The species L. minor (synonymous with L. brasiliensis, and often referred to as 'microsword' or 'Brazilian microsword') is somewhat common in the aquascaping hobby, as its grass-like appearance and creeping growth habit are valued as a groundcover plant for the foreground of aquaria. It is easily cultivated, being commercially produced and sold via tissue culture.

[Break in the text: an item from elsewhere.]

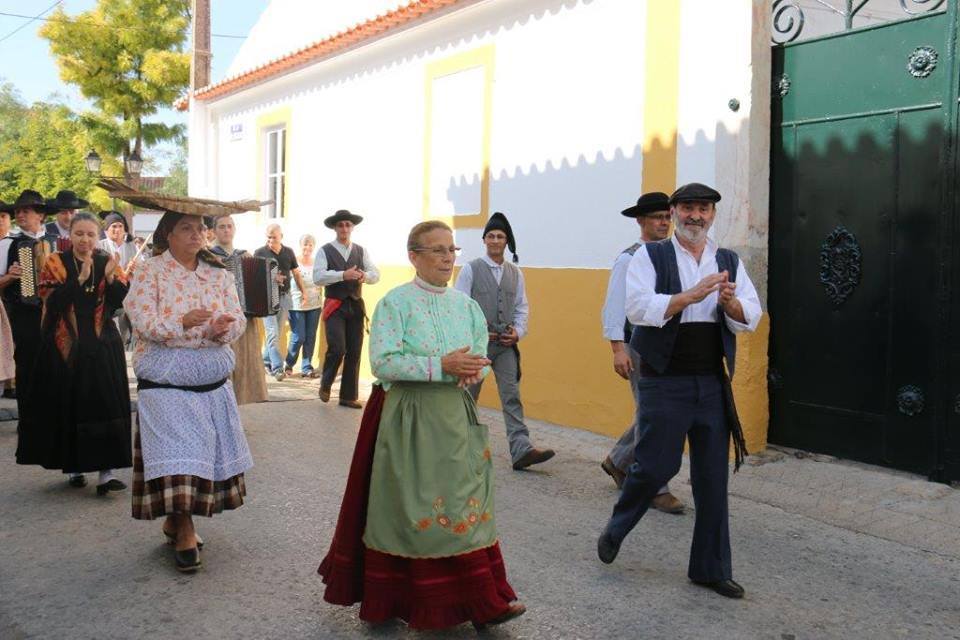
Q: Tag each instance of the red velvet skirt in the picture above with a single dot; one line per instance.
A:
(427, 593)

The entire genus grows best in a rich, organic substrate (such as dirt or commercial aquasoil), as opposed to simply sand or gravel, and will prefer planting in well-aerated water with natural lighting, or medium to high artificial lighting; additionally, like many aquarium plants, carbon dioxide (CO_{2}) supplementation will improve their overall health and vigor, though may not be necessary with a nutritious, organic substrate.

== Species list ==
There are currently 12 accepted species of Lilaeopsis.

- Lilaeopsis attenuata (Hook. & Arn.) Fernald — SE Brazil, NE Argentina to Uruguay.
- Lilaeopsis brisbanica (A.R. Bean) — Queensland.
- Lilaeopsis carolinensis (J.M. Coult. & Rose), 'Carolina grasswort' – southern U.S. & Central America to Argentina.
- Lilaeopsis chinensis (L.) Kunzte, 'Eastern grasswort' — Eastern Canada to SE Texas.
- Lilaeopsis mauritiana (G. Petersen & Affolter) — Madagascar and Mauritius.
- Lilaeopsis minor (A.W. Hill) Pérez-Mor., 'Microsword' (syn. with L. brasiliensis) — SE Brazil to Argentina.
- Lilaeopsis novae-zelandiae (Gand.) A.W. Hill — Tasmania and South Island, New Zealand.
- Lilaeopsis occidentalis (J.M. Coult. & Rose), 'Western grasswort' — widespread across the Americas; from Alaska, Pacific NW and U.S. West Coast to Colombia, Ecuador, Perú, Chile, Falkland Islands.
  - Lilaeopsis masonii – 'Mudflat quillplant' (former taxon—now synonymous with L.occidentalis)
- Lilaeopsis polyantha (Gand.) H. Eichler, 'Creeping Crantzia' — SE Queensland, Victoria, South and West Australia.
- Lilaeopsis ruthiana (Affolter) — New Zealand.
- Lilaeopsis schaffneriana (Schltdl.) J.M. Coult. & Rose, 'Schaffner’s grasswort' — Arizona, Mexico, the Caribbean, W South America.
- Lilaeopsis tenuis (A.W. Hill) — Southern Brazil.